North America > United States of America > Florida > Florida Panhandle > West Florida
- 1 Blountstown — small town on the region's eastern edge, toward Tallahassee
- 2 Cantonment — hamlet north of Pensacola
- 3 Chipley — small inland town near I-10
- 4 Gulf Breeze — town on a peninsula south of Pensacola between it and Pensacola Beach
- 5 Marianna — small inland town near I-10
- 6 Milton — across the river from Pensacola
- 7 — medium-sized city
- 8 Pensacola — the main regional city, with a major military presence and shoreline on Escambia Bay
- 9 Pensacola Beach — beach extension of Pensacola; across the waterway from Gulf Breeze
- 10 Perdido Key — western end of the Florida Panhandle before reaching Alabama
West Florida consists of the Pensacola urban area, plus much of the inland (northern) parts of the Florida Panhandle. These two components are somewhat distinct, as Pensacola is developed and neighbors some beautiful beaches, while the interior is rural and is the part of the state most like the Deep Southern states it borders such as Alabama and southern Georgia. The greater Pensacola metro area has some well-developed towns including Navarre and Gulf Breeze, and a large military presence and interstate highway (I-80) are important to the local economy. The Escambia Bay is a focal point for the region and many of the towns are near it or on one of the several peninsulas or islands surrounding the Bay.
- Pensacola International Airport — the gateway to the Western Florida Panhandle, and the largest airport in West Florida. Flights from as far away as Houston, Miami, Chicago, Newark, and Denver. No international flights as of Nov 2020.
- Fort Walton Beach-Destin Airport — this airport is smaller than Pensacola's airport and serves a number of destinations. It is a focus city for Allegiant.
I-10, the southern route crossing the entirety of the United States from west to east, passes through West Florida and is the best route to reach the region by car.
As a Republican (except for Gadsden County), predominantly rural area, with a major interstate, public transportation and alternative forms of transport to the car are not prevalent in this area. You will want to a car to explore the region. I-10, US-29, and US-98 are important highways, while there are also a number of state roads connecting rural areas to U.S. routes and the interstate.
The public transit network in the Pensacola area is ECAT bus routes, and their website provides a link to a map showing current bus routes.

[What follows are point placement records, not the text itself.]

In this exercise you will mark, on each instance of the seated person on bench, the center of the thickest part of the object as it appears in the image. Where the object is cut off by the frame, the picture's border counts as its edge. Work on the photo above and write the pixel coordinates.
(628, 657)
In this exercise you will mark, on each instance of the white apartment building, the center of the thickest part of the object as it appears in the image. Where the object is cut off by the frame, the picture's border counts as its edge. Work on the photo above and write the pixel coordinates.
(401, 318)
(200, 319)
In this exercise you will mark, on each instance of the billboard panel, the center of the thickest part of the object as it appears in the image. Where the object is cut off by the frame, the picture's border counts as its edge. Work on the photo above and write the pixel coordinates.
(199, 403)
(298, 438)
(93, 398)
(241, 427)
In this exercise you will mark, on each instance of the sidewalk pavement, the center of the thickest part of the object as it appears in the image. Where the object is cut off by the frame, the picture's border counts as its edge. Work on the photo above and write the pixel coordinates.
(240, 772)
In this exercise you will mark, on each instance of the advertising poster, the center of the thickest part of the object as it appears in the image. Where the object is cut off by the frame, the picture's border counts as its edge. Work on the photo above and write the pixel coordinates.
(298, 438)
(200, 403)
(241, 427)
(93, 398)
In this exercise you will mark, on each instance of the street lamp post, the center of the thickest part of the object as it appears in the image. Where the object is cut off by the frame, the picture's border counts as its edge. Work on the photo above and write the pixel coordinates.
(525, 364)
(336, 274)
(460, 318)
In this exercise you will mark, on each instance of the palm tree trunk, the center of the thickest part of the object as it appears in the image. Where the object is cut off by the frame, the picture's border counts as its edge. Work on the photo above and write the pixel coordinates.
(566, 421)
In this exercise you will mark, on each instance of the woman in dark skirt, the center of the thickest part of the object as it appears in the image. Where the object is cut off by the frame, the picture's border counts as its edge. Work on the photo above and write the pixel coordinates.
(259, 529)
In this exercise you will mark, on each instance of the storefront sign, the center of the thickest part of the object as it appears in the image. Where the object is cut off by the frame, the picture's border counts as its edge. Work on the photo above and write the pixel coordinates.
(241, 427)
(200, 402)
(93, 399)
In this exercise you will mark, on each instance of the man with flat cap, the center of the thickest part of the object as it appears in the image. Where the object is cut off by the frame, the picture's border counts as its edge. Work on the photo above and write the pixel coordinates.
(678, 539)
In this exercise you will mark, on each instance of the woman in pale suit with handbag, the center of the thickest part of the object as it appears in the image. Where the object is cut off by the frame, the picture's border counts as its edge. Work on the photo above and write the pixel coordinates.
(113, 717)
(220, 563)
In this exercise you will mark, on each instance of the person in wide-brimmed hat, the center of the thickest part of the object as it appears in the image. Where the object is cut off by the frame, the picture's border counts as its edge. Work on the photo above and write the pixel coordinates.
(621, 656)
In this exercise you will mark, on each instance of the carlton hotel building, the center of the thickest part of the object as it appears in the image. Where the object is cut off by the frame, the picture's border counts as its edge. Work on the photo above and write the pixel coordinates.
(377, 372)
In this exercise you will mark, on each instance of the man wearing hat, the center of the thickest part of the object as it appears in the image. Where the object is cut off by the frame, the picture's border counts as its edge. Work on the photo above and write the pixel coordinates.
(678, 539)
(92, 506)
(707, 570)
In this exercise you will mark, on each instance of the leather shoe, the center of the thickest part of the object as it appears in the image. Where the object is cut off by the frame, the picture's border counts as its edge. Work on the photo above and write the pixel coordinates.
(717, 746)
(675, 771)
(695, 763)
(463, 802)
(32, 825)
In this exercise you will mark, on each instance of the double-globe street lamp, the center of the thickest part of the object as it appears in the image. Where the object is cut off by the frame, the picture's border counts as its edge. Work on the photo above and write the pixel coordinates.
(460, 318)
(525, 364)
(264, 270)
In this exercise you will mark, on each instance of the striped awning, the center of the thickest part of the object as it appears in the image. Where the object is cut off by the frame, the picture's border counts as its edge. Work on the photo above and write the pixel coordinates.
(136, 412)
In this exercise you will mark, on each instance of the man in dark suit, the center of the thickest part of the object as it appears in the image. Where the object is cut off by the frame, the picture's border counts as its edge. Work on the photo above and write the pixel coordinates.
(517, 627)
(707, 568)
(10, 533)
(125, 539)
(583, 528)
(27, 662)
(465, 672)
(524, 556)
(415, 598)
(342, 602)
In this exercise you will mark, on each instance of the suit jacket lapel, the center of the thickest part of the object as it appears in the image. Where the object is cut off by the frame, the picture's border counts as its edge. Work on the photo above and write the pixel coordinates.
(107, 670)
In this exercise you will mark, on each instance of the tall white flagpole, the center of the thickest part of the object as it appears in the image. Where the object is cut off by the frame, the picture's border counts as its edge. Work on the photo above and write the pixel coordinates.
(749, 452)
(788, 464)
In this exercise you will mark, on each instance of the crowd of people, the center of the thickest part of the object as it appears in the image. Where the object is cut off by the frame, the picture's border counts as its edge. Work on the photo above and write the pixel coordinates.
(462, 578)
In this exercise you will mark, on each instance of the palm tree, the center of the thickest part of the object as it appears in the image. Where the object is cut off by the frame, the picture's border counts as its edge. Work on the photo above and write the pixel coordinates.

1 Escambia Bay, 2 Fort Pickens, and the 3 are well-known locally and a point of pride among Pensacola residents. Definitely take Route 399 to the coast (from Gulf Breeze) and visit the beach towns if you're in the Pensacola area.
The coastal towns are the main tourist attractions with their beautiful beaches, while the inland towns' tourist appeal consists of nature reserves and, in some cases, historical attractions. Small towns such as those to the east (Chipley and Marianna) serve as stops along the interstate and offer few activities for a tourist.
The natural preserves and parks include 1 Florida Caverns State Park, 2 Fort McRee, 3 Perdido Key State Park, 4 Ponce de Leon Springs State Recreation Area, 5 Three Rivers State Park, 6 Big Lagoon State Park, 7 Blackwater River State Park, and 8 Falling Waters State Park. Points of interest are explained in detail within the city articles in West Florida#Cities.
The cuisine is American here, and expect to find seafood and steak on the menu, particularly in coastal towns. The inland towns have few restaurants and rarely more than a couple diners.
Washington County (the location of Chipley) is a dry county. All other counties in the region are wet counties.
Hurricanes are the main danger in this region, and it's one of the most hurricane-prone areas in the U.S. Hurricane Ivan in 2004 did damage in the Pensacola, and Hurricane Michael in 2018 did more damage. Hurricanes of category 4 or 5 are not of the question in this area, so it's worth following updates on the NOAA website or other hurricane forecasts before planning a trip to the region. Hurricanes are worst in late summer but can occur across the hurricane season from June to November. The region also experiences some tornadoes.
- Alabama — Mobile is just over the border.
- Within Florida, traveling east is the only option. The Forgotten Coast and the Emerald Coast offer a continuation of the beaches found in West Florida, leading toward peninsular Florida. The only other large city on the Florida Panhandle, beside Pensacola, is Tallahassee, the state capital.